The Zen of Business
Do you have a vision for your organization and yourself? Some business people respond that their vision is "to beat the competition." But who is your competition? Is your competition the premier businesses in your field, or the local firms and businesspeople you encounter in your neighborhood? In The Fifth Discipline Peter Senge suggests that competition is important as a way of clarifying the scale of your vision, but it is not the same as vision itself. What happens when the competition is over? What if you are number one (or one hundred and one)? Senge suggests that vision can't be separated from purpose, and it is your purpose that will lead to the next vision. Vision should be something you want for it's own intrinsic value, not just something that helps you make comparisons.
It is when your practice is greedy that you become discouraged with it. So you should be grateful that you have a sign or warning signal to show you the weak point in your practice.
Zen master Shunryu Suzuki made this observation about meditation, but, as is often the case with Zen pronouncements, the remark fits many situations. A failure can be an opportunity — to learn, to clarify vision or perception of a situation. Peter Senge quotes Edwin Land, founder of Polaroid, as saying "A mistake is an event, the full benefit of which has not yet been turned to your advantage." The key is to recognize the opportunity to learn and to change.
Even in wrong practice, when you realize it ... there is right practice.
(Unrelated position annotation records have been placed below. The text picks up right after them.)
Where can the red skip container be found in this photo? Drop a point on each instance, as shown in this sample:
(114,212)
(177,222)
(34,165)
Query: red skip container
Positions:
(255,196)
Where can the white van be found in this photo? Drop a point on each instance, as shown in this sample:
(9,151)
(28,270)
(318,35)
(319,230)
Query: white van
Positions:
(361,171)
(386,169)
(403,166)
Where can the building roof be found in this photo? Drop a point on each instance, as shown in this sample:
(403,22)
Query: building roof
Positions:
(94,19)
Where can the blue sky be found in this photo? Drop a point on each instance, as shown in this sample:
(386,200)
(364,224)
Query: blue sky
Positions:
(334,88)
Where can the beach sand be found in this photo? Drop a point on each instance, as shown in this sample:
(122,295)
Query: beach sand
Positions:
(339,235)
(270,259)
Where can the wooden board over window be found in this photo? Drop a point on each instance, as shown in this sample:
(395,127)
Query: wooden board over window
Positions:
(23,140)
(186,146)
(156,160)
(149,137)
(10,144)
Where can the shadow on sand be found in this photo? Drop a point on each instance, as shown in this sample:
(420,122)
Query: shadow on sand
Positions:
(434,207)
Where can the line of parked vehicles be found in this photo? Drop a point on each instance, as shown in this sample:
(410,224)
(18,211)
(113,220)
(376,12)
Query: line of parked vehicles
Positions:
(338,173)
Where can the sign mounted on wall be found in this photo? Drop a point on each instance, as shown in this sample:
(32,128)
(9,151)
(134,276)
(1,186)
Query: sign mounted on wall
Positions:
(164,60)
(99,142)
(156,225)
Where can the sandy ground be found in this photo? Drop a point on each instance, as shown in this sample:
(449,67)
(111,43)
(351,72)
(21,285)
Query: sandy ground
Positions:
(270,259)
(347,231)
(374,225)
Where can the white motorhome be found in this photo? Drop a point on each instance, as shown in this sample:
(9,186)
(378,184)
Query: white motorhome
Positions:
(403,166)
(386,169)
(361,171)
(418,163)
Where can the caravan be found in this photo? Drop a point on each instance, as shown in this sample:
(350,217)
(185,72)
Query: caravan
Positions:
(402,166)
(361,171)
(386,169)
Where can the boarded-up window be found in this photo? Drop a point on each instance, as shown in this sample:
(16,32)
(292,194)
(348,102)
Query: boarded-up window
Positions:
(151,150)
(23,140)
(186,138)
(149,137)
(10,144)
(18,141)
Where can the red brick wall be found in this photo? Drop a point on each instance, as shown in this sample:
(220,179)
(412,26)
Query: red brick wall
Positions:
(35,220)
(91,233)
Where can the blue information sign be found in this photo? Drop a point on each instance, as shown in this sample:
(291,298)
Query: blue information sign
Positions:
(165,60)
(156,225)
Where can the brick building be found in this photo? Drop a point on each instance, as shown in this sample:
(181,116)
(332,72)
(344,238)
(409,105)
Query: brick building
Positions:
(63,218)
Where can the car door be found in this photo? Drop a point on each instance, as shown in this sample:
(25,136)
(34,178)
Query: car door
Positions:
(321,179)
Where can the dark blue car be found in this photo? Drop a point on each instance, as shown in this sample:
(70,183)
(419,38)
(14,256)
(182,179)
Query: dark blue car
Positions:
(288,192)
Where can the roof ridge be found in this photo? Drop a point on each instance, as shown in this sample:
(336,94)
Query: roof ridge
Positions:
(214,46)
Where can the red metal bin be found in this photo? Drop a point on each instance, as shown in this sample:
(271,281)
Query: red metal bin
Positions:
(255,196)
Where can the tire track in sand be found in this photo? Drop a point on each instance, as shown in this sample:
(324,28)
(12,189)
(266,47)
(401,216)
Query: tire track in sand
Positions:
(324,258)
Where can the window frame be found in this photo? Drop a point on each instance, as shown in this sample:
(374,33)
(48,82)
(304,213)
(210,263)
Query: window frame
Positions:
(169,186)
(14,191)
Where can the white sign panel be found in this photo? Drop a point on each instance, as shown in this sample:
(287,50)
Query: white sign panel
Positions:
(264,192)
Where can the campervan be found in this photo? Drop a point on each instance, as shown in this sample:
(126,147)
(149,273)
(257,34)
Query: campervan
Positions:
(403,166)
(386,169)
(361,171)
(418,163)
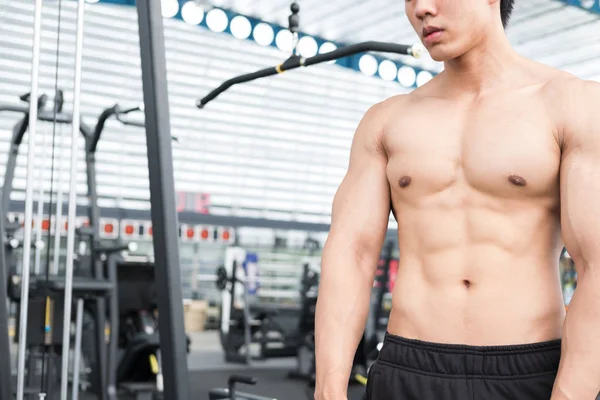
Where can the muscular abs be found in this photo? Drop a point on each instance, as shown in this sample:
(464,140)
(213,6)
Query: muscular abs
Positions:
(475,190)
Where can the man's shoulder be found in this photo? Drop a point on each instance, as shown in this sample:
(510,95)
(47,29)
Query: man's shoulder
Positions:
(568,89)
(573,103)
(391,105)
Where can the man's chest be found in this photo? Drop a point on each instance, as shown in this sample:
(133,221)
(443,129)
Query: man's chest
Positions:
(502,148)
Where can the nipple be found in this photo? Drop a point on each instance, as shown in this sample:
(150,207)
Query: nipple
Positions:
(517,180)
(404,181)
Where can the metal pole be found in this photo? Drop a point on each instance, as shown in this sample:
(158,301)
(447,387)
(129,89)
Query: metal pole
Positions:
(6,392)
(59,199)
(40,210)
(77,356)
(72,203)
(33,112)
(162,198)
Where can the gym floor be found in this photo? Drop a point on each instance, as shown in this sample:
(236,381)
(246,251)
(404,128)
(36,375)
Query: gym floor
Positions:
(208,371)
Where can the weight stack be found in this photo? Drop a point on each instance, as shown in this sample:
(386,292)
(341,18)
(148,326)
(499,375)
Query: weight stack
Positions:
(37,320)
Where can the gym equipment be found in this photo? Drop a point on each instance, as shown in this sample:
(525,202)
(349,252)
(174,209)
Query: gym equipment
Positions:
(272,326)
(309,288)
(370,342)
(231,394)
(297,61)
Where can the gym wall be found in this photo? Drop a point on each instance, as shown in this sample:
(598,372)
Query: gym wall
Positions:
(274,148)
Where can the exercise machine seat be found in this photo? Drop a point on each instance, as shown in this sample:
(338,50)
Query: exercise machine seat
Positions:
(140,346)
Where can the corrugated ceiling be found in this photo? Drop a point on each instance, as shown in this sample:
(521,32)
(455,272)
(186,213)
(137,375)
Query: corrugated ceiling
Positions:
(549,31)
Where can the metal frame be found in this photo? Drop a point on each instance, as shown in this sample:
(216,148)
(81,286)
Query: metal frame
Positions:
(594,7)
(162,199)
(5,372)
(350,62)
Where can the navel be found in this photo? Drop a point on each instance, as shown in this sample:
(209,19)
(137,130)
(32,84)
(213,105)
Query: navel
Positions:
(404,181)
(517,180)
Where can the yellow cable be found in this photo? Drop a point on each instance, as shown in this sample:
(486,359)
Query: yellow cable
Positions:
(47,313)
(153,364)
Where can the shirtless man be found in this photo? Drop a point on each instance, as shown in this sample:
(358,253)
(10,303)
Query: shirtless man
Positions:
(490,169)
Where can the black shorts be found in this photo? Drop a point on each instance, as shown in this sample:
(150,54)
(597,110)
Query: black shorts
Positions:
(415,370)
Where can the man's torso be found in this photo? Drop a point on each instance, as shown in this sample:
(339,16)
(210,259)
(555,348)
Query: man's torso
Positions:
(475,190)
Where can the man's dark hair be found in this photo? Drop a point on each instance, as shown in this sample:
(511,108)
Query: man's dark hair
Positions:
(506,7)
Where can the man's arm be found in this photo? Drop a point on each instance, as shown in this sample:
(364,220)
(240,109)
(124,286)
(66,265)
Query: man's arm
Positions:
(360,214)
(579,372)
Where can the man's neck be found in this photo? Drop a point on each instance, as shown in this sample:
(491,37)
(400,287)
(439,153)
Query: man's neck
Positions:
(484,67)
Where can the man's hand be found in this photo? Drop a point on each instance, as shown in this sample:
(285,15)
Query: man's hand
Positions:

Our practice cannot be perfect, but without being discouraged by this, we should continue. This is the secret of practice.
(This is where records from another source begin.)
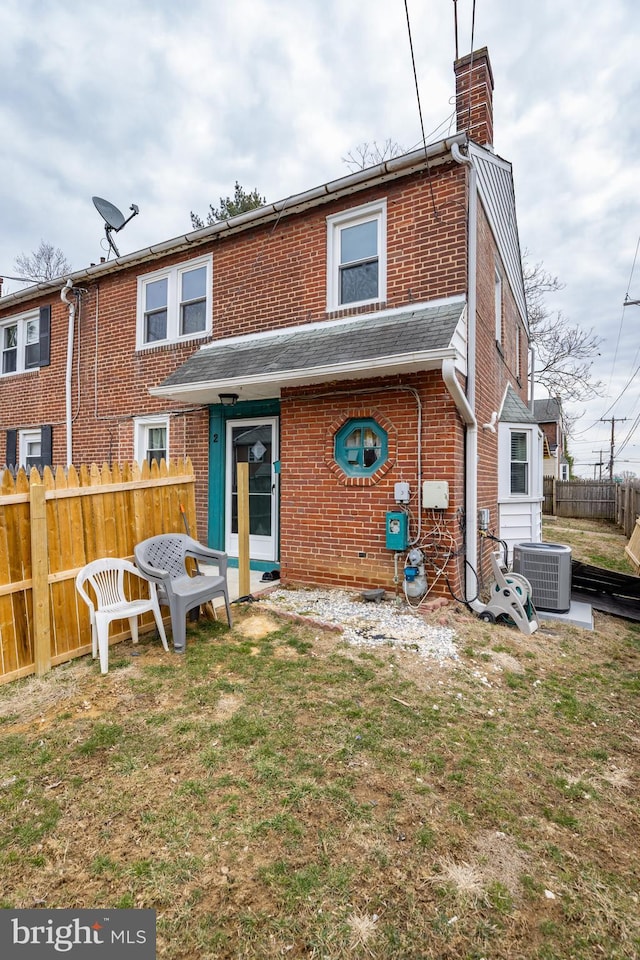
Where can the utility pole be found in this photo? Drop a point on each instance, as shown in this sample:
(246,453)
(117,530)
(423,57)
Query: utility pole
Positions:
(613,436)
(598,463)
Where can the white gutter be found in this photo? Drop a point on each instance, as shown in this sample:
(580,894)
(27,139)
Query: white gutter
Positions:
(71,303)
(467,409)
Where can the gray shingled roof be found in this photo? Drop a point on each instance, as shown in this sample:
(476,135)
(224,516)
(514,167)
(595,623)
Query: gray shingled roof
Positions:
(514,410)
(299,351)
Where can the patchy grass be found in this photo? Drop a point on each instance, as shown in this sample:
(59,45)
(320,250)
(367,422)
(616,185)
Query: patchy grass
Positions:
(276,792)
(597,542)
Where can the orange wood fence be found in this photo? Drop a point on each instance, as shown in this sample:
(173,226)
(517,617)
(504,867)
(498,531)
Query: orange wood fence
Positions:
(51,526)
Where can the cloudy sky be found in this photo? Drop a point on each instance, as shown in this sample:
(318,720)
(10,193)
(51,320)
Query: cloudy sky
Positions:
(167,104)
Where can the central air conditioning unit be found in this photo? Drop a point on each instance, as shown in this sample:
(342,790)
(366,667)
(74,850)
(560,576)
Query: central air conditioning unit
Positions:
(547,567)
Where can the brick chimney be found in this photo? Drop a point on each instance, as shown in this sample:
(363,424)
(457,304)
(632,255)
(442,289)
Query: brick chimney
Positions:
(474,85)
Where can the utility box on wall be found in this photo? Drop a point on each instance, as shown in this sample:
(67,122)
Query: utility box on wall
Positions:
(396,530)
(435,495)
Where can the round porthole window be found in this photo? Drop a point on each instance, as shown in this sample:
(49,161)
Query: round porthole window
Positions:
(360,447)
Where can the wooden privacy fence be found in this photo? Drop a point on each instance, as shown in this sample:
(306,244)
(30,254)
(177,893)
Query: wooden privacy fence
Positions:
(594,500)
(51,526)
(584,499)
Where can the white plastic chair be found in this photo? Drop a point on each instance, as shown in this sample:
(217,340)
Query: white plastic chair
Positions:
(106,577)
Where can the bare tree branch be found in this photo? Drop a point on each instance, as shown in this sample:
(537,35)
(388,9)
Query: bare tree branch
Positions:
(565,353)
(370,154)
(45,263)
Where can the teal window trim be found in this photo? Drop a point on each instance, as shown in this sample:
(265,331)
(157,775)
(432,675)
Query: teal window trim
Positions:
(353,447)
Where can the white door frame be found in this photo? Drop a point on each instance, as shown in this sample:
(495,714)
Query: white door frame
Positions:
(263,548)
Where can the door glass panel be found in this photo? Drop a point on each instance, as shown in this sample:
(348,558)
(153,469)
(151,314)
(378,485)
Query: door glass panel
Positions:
(252,444)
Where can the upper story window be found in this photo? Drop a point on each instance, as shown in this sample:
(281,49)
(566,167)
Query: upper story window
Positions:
(520,462)
(30,448)
(175,304)
(151,439)
(20,343)
(360,447)
(357,256)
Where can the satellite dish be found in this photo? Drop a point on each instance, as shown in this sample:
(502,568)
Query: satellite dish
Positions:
(113,218)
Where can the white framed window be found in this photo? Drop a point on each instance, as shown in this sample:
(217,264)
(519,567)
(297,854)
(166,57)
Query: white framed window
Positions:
(357,256)
(151,439)
(175,304)
(20,344)
(519,482)
(498,303)
(30,448)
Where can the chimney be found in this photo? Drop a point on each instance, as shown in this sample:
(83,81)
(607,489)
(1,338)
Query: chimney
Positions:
(474,96)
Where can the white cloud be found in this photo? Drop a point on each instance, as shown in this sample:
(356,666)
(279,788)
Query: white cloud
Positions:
(166,105)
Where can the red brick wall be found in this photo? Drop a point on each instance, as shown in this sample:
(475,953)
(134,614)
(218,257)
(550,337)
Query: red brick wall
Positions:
(268,277)
(275,276)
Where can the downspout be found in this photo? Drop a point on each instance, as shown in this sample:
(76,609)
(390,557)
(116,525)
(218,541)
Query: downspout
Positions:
(467,409)
(532,381)
(67,296)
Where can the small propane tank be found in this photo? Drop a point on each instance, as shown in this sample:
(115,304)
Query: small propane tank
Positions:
(415,581)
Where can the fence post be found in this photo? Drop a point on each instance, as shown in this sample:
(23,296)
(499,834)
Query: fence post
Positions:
(40,579)
(244,576)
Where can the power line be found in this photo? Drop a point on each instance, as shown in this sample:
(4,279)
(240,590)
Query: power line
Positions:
(415,80)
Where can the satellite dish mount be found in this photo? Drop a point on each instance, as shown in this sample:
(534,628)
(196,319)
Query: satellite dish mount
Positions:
(113,219)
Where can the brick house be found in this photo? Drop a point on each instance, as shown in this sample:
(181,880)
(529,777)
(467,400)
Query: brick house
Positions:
(364,345)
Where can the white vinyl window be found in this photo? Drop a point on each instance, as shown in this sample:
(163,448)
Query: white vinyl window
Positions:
(175,304)
(20,344)
(357,256)
(151,439)
(520,462)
There's a natural tendency to blame someone or something other than ourselves when things don't go as we planned or hoped. It takes a new way of thinking to see that this may just be because we have trouble seeing ourselves. For instance, if we fall into the trap of confusing ourselves with our jobs, we may not notice when things we do that seem unrelated to the job come back to haunt us at work, and we think they're externally caused.
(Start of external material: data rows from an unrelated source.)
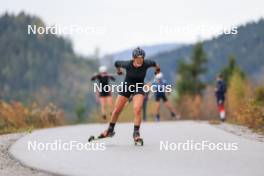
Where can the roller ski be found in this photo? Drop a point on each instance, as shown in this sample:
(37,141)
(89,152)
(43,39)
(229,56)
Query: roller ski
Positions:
(137,140)
(106,134)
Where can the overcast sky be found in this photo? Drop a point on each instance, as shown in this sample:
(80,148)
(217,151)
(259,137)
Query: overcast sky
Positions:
(120,24)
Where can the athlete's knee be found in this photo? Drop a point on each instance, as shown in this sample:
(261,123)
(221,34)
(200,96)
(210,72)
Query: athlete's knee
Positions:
(137,110)
(116,111)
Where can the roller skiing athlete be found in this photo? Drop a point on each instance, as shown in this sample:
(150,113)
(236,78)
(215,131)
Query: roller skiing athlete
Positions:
(104,97)
(136,69)
(220,91)
(159,84)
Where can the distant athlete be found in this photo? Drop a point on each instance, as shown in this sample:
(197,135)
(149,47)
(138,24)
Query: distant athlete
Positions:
(136,69)
(160,94)
(220,92)
(105,97)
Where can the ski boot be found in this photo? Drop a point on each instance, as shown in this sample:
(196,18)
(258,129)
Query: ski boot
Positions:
(105,134)
(137,139)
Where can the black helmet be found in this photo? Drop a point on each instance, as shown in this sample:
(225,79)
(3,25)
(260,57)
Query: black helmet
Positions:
(138,52)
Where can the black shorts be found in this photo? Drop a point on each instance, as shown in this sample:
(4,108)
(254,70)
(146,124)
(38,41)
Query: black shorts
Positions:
(129,94)
(161,97)
(104,94)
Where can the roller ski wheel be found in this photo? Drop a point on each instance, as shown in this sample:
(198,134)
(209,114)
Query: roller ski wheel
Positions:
(138,141)
(105,134)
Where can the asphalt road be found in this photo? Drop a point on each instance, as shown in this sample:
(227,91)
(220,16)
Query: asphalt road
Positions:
(118,156)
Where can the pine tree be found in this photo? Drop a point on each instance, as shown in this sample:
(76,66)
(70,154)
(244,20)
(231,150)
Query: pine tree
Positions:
(189,81)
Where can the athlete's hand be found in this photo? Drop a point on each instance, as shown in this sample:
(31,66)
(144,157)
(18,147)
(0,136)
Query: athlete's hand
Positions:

Viewed systematically, individuals and the world outside them are part of a single system. The clearest image of this, which has inspired thinkers over the ages, is when we breathe. We bring air from the outside world into our lungs (it becomes part of us), and we exhale carbon dioxide into the air (we become part of it).
Similarly in organizations and businesses, what's internal and what's external can be viewed as part of a single system.
References:
Senge, Peter. The Fifth Discipline. Reading, MA: Addison Wesley, 1990.
Suzuki, Shunryu. Zen Mind, Beginner's Mind. New York: Weatherhill, 1970.